Obama: A New Historical Cycle Awaits

Edited by Louis Standish


As Time pointed out on October 27th, in reference to the North American presidential election: “This is the first election in generations, possible the very first, in which almost nine out of ten U.S. citizens think that the country is going in the wrong direction.”

As we pointed out in a past article, Iraq, the clumsy handling of Katrina, the excessive public spending and the acquiring of massive debt, put a tremendous weight on the shoulders of the Republican candidate. The public debt in September of 2008 was 9.7 trillion dollars, in good measure the product of an annual increase of 500 billion dollars since 2003. Nevertheless, nothing of what has been mentioned here would be enough to cut off the electoral options of McCain, which until not too long ago were still respectable. The earthquake on Wall Street was necessary, along with its projection onto the entire economy of the country, in order to shake up the foundation of the country’s thinking.

The evidential failure of the economic model which unites the fate of the Republicans is having devastating consequences for them. The monumental economic collapse generated by the economic ideology of Von Hayek, Friedman, Stigler, Becker, and Lucas would seem to be initiated by a decline in the North American conservative movement, similar to the liberal movement towards the end of the seventies. At forty years of this phenomenon, the pendulum of history could be starting to turn around. The triumph of Barack Obama in some traditionally Republican states seems to point in this direction.

Moreover, along with Obama’s electoral success, there still remain various elements which could consolidate the effective reversal of this pendulum. Among these are the force and creativity of his leadership, his capacity to communicate an effective change in the actual direction of the country and the duration and intensity of the economic crisis.

The combination of what has been mentioned will determine if Obama is capable of putting into movement a new historical cycle in politics, such as Franklin Delano Roosevelt did in 1933, in light of the last grand economic crisis which preceded the current one.
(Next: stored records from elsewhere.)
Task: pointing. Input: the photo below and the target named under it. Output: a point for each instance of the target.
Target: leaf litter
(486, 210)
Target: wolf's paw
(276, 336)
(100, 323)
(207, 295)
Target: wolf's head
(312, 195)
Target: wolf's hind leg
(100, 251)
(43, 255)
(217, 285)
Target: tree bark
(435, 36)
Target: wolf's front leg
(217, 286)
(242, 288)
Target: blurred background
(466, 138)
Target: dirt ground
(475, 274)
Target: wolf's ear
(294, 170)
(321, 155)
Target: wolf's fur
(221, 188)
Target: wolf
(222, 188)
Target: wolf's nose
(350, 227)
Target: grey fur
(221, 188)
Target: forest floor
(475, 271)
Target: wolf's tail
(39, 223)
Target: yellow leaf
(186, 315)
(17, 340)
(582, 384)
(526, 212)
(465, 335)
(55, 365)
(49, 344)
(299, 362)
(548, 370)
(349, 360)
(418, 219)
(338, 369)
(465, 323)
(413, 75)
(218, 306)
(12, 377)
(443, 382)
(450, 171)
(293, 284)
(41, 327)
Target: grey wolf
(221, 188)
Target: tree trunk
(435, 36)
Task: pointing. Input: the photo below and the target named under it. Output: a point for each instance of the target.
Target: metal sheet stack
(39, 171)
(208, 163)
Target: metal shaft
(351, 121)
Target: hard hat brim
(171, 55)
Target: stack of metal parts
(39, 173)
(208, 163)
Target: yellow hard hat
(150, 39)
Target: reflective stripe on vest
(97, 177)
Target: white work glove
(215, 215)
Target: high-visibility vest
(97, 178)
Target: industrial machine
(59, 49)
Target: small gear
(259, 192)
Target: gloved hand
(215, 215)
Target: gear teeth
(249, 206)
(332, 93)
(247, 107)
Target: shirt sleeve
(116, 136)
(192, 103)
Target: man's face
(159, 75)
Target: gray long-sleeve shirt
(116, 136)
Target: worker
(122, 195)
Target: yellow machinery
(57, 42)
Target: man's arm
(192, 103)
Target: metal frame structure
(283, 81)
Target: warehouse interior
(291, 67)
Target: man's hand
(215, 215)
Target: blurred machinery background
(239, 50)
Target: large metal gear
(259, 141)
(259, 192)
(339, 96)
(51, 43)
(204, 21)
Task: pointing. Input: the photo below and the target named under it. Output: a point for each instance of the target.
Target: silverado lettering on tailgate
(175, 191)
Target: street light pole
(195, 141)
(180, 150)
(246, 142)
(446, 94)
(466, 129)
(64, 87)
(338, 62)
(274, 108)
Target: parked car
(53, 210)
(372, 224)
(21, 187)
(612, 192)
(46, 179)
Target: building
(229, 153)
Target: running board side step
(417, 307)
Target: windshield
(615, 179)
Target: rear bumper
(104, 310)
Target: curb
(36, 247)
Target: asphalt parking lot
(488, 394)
He put an end to a Republican hegemony that had been initiated by McKinley in 1897. The Democratic cycle initiated by Roosevelt continued until 1968 and was taken over by another Republican, starting with Nixon and then consolidated by Reagan.

Since the three previous cycles, there has been the presence of governments with a contrary section in the interior of each cycle. The Democrat Wilson during the mentioned first Republican age, the Republican Eisenhower during the Democrat’s, and Carter and Clinton during the second Republican cycle. However, what characterized each one of these cycles were a matrix of strong thinking and a major reinforcement of the structure the party which occupied the power the majority of the time.

If anyone would seem capable of initiating a new cycle, it is most definitely Obama. Let’s hope that it is.